Reminder: These reasons are not applicable in Data Warehouses because they are handled differently and usage is different.
- Data Integrity
- Data in each table should contain unique instances of that entity (table) with valid attribute (column) values. That means in Customer Entity (table) you should have only one customer (not the same customer with misspelled surname, or changed surname and so on) also certain customer attributes should be valid for instance DOB should not be in the future or sometimes it should be enforce rule of at least 18 years. UK customer Post Code should also be valid and you can enforce UK post code pattern (that get's complicated with multiple countries)
- You can achieve that using table constraints like: Primary Key, Unique Key, Check constraint, default constraint.
- Related tables should contain valid values.This is also known as Referential Integrity which means that two related tables should have related keys. In order words when we break it down to Parent (Primary Key field) and Child table (Foreign Key) we should not have Child table Foreign Key values that do not exist in Parent table.
- We can achieve that using Foreign Key Constraints that will ensure you cannot delete (or insert) value into Foreign Key field that does not exist as Primary Key field value.
- Controlled Data Manipulation
- In OLTP many users may want to access and modify the same rows. After Normalization process you have many tables that contain usually one values in one table (one instance in one table to be more precise). This means that if you need to modify Product Category you don't lock product information and just lock one particular table which is used in many other tables (using Foreign Key). This means users conflicts (trying to modify the same row) is minimized to minimum.
- Security of data is also important and with many tables you get greater control over data access.
- Performance
- If you break down table into multiple smaller tables than that means you will save space (note: this is not really a good argument in data warehouses due to different usage). When you save space that means you get better performance because accessing particular row requires less effort.
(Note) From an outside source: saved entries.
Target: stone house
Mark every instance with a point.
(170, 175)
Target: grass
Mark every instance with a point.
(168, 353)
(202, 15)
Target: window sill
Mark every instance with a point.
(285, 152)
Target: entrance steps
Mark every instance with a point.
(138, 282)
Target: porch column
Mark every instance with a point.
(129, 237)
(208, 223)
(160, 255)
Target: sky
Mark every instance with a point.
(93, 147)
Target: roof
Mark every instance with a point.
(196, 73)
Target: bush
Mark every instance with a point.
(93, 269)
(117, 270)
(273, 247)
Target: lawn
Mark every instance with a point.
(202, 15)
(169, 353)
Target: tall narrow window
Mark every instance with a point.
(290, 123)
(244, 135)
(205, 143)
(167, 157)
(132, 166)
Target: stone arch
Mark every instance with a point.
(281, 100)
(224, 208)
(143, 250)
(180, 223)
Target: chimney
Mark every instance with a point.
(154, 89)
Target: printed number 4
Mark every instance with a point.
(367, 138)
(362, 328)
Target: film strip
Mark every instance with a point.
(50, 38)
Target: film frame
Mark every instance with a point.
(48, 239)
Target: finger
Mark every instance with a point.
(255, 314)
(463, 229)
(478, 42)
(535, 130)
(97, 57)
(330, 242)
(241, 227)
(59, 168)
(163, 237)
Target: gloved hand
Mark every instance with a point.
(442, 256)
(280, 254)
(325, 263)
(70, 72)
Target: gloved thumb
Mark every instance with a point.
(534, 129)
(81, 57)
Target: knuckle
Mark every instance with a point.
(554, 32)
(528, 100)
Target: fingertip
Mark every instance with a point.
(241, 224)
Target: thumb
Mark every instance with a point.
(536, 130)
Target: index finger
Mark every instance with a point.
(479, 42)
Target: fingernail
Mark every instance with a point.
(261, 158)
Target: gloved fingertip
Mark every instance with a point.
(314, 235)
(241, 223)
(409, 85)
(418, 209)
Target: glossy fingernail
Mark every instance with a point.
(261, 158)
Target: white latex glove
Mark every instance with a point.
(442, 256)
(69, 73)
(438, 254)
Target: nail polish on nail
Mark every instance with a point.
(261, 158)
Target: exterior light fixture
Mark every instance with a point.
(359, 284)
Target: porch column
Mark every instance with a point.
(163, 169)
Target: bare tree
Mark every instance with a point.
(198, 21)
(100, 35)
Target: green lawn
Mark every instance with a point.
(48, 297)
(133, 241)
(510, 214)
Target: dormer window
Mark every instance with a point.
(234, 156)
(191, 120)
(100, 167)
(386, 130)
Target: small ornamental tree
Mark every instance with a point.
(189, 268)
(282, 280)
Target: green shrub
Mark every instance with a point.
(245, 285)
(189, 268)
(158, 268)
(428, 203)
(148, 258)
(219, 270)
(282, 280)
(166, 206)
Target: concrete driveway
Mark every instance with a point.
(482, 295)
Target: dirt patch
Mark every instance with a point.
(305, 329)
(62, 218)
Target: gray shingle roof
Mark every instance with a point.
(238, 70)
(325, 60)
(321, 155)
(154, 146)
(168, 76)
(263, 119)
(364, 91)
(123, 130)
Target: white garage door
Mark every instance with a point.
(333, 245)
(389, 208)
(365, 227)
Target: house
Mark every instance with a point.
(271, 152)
- In databases you often improve retrieval performance by adding indexes and in OLTP choosing the right indexes in particularly important as there are large amount of request that usually affects individual rows or small set of rows and you want to ensure extract of one or small set of rows is very fast but at the same time you don't want to slow down updates, inserts and deletes and the more indexes you have to slower updates/inserts/delete are therefore choosing the right indexes is particularly important and usually have a big affect on users experience.
The above are our three reasons for normalization in OLTP databases. If you have any other reasons that you believe are key than fell free to add it and we will update our blog post with your points.